Android Cross-Page Sync Without an Event Bus: A Full Worked Demo
Event buses and global mutable state remain common in Android codebases, but they create implicit coupling that breaks testability and makes state restoration fragile. This demo shows a complete, Hilt-wired alternative using only standard library components — `Flow`, `DataStore`, `ViewModel`, and Compose — that scales from a single module to a multi-module project.
Cross-page coordination in Android — login state, message badges, theme switching, global snackbars — is reframed as a state-management problem, not a notification problem. A full demo walks through defining sealed business models, persisting state with DataStore, exposing continuous flows from Repository singletons, and binding interfaces with Hilt. ViewModels combine raw business streams into derived UI state using `combine` and `stateIn`, while Compose screens observe only what they need via `collectAsStateWithLifecycle`.
One-time side effects like snackbars move to `SharedFlow` and are collected once at the top level. The login dialog closes declaratively by watching `loginState`, and theme changes propagate from DataStore through a Repository to the Activity without any manual dispatch. The demo then pushes dependent state logic down into the Repository itself, using `flatMapLatest` to switch message streams when the user logs in or out, so ViewModels never touch tokens.
Componentized projects slot into the same pattern by placing Repository interfaces in a base module and letting Hilt wire implementations at the app level. The result is a system where pages never call each other, ViewModels never reference each other, and all synchronization flows from a single source of truth.
Framing cross-page sync as a state-derivation problem eliminates an entire category of lifecycle bugs and ordering dependencies that event buses introduce.
The `combine` operator in ViewModels acts as a declarative rule engine — "show badge = logged in AND count > 0" — that is testable without any UI or navigation framework.
Using `WhileSubscribed(5000)` on `stateIn` keeps upstream flows active for a grace period during configuration changes, avoiding restart costs while still cleaning up when the consumer truly disappears.
Pushing dependent state logic into the Repository via `flatMapLatest` is underused; it removes token-awareness from ViewModels and makes the data layer self-consistent when users switch.

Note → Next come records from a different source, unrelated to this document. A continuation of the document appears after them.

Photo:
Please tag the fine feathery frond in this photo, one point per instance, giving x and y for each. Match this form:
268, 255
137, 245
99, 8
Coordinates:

The distinction between `StateFlow` for persistent state and `SharedFlow` for one-shot signals is simple but frequently violated in practice, leading to missed events or stale UI.
DataStore paired with Repository flows gives global settings like theme a single source of truth that survives process death without any manual save/restore code.
Componentized architecture works naturally with this pattern because Repository interfaces act as the API surface between modules — no shared ViewModels or event objects needed.
The demo's refusal to let ViewModels reference each other is the architectural linchpin; it forces every piece of shared state to have an explicit, testable home.